CavilinQ, a quantum hardware startup based in Cambridge, Massachusetts, successfully closed an $8.8 million seed funding round led by QVT. The investment marks a significant step toward solving the physical scaling bottlenecks that currently limit the capacity of single-processor quantum systems. By developing advanced interconnect hardware, the company aims to unify isolated processors into modular, distributed architectures capable of handling complex, real-world calculations.

The core technology involves cavity-enhanced photonic links that facilitate high-fidelity light-matter interfaces. This approach allows independent quantum processors to function as a singular, unified machine. CEO Shankar G. Menon noted that while quantum utility has been demonstrated in specialized tasks, achieving broad real-world impact requires moving beyond the physical constraints of isolated vacuum chambers and dilution refrigerators that house current processors.

The startup originated from academic breakthroughs at the University of Chicago and Harvard University. Co-founders Shankar G. Menon and Brandon Grinkemeyer established the company to commercialize research conducted alongside scientific founders Mikhail Lukin and Hannes Bernien. Their proprietary fabrication process for buckled-dielectric membrane mirrors allows for the scalable production of high-quality optical microcavities, turning bespoke laboratory components into industrial-grade hardware.

Strategic backing for the round came from a diverse group of deep-tech investors, including Safar Partners, MFV Partners, Serendipity Capital, and Harper Court Ventures. The capital is earmarked for the creation of a specialized laboratory and manufacturing facility in Cambridge. These resources will help the team transition from early lab prototypes to production-ready interconnect modules capable of successfully linking multiple independent processors.

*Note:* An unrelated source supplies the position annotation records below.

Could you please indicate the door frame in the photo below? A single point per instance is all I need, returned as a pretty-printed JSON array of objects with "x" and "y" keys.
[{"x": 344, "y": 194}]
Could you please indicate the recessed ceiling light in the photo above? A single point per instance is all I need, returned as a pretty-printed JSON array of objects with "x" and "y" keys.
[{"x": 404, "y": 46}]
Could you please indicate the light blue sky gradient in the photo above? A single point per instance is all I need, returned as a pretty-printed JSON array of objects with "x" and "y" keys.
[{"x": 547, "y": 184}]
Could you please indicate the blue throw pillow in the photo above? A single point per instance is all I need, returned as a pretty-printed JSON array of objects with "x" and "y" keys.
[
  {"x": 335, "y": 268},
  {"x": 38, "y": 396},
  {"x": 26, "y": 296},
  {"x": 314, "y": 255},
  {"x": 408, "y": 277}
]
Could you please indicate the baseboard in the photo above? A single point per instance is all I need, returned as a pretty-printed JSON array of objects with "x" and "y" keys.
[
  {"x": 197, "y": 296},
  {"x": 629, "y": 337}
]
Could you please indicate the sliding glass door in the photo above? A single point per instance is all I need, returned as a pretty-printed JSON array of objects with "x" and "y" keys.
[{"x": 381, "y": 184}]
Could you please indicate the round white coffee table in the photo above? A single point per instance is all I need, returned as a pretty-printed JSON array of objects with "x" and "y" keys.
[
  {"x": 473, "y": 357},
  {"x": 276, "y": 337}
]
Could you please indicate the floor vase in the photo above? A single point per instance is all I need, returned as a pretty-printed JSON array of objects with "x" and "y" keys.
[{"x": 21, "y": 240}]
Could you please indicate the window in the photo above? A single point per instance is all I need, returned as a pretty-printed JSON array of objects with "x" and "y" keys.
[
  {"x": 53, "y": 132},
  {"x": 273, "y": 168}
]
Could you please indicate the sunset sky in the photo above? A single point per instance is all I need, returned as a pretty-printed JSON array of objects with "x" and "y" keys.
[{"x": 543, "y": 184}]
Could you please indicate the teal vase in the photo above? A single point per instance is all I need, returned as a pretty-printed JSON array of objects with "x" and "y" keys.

Although the technology is designed to be platform-agnostic, CavilinQ will focus its initial demonstrations on neutral atom quantum processors. Neutral atoms are currently a leading modality for achieving large-scale, fault-tolerant computing due to their long coherence times and ability to be manipulated in large numbers. The company’s interconnect layer is expected to offer networking speeds several orders of magnitude faster than current entanglement-based methods.

CTO Brandon Grinkemeyer emphasized that the path to meaningful scale in quantum computing will mirror the history of classical computing, where connected processors proved far more powerful than isolated ones. By positioning itself as a default interconnect layer, CavilinQ seeks to provide the essential infrastructure for the next generation of commercial quantum utility. The company plans to move rapidly toward early demonstrations of its networking capabilities within the next year.